Mindfeed, perhaps. For when Facebook and Twitter aren't enough, and you actually want to follow what someone is doing. You tap into their entire online consciousness, with the ability to real-time comment and engage.
So you click on my Mindfeed-- or, let's say MindFeed, with the uppercase F, just for fun-- and you see in a window of your screen that I am currently typing this blog post. And you read that last sentence and notice a typo, so you chime in with an instant message-- a MindFeed FeedBang, or something like that-- and let me know. So I can fix it. It's like you're in the room with me. It's like we're friends. Sort of. And then I click on your MindFeed, and I see that you're watching something on Hulu. So I watch with you for a few minutes, FeedBang you that this show isn't funny and you should watch something else instead-- maybe what my other friend is watching (which I know about because I clicked on the MediaFeed tab, which lists out everything anyone I know is currently consuming, sorted by category), which was really funny when I saw it last week. So I make the instant connection for you-- a new MindFeed FeedFriend, perhaps just limited to a MediaRelationship if my friend doesn't want to open up all of her privacy protections to a third-party stranger-- and you watch it with her.
And then maybe I'm hungry, so I click on the FoodFeed tab-- nice, right?-- and see that my friend Jeff is eating a tuna sandwich. And through the FoodCam, I see it looks pretty good. So I FeedBang him and find out what's in it, and whether it's as good as it looks. And then I make one of my own, and he gets three FoodFeedFriendFind points because he helped inspire me to copy his lunch. The more points you get, the higher you move up in the FoodFeed rankings, and the more people will be channeled toward watching your meals instead of somebody else's.

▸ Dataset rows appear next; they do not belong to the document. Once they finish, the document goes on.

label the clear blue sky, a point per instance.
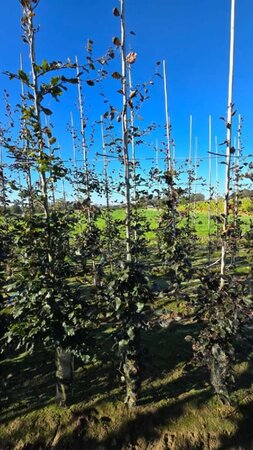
(191, 35)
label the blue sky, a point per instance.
(191, 35)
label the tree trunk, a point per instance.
(64, 362)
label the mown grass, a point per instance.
(176, 403)
(176, 410)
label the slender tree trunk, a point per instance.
(228, 149)
(64, 362)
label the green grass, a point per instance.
(176, 403)
(152, 217)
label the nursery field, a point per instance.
(176, 407)
(126, 262)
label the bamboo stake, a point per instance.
(73, 135)
(189, 173)
(228, 149)
(83, 138)
(132, 140)
(51, 154)
(209, 186)
(3, 189)
(85, 160)
(125, 134)
(169, 163)
(107, 196)
(105, 163)
(25, 146)
(217, 186)
(195, 179)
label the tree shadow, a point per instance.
(140, 429)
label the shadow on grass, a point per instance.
(139, 430)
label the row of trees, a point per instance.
(40, 254)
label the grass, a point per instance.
(176, 410)
(176, 404)
(151, 215)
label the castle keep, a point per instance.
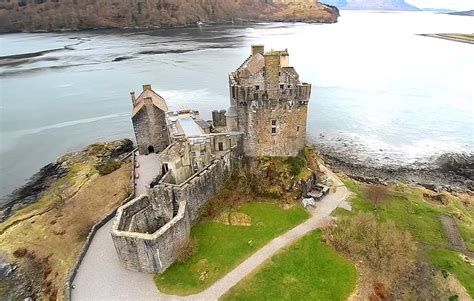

And then while I'm eating, I click to have a MindFeedLiveChat with another friend-- we're all permanently online, so really all that means is I click the button and start talking, they hear me through their speakers, and just like if I passed them on the street, they can decide whether to stop what they're doing and answer me, or click to ignore.
Right, isn't this where we're heading? Always online, and part of a permanent stream of virtual connectivity. We can watch what we're all doing, and engage if we want, at any level from silent lurking to screaming. I'm not actually sure if I'm describing some crazy dystopian universe, or just Social Networking circa June 2013 or so. MindFeed. Look for it. At your nearest Amazon Insta-Ship Portal Kiosk.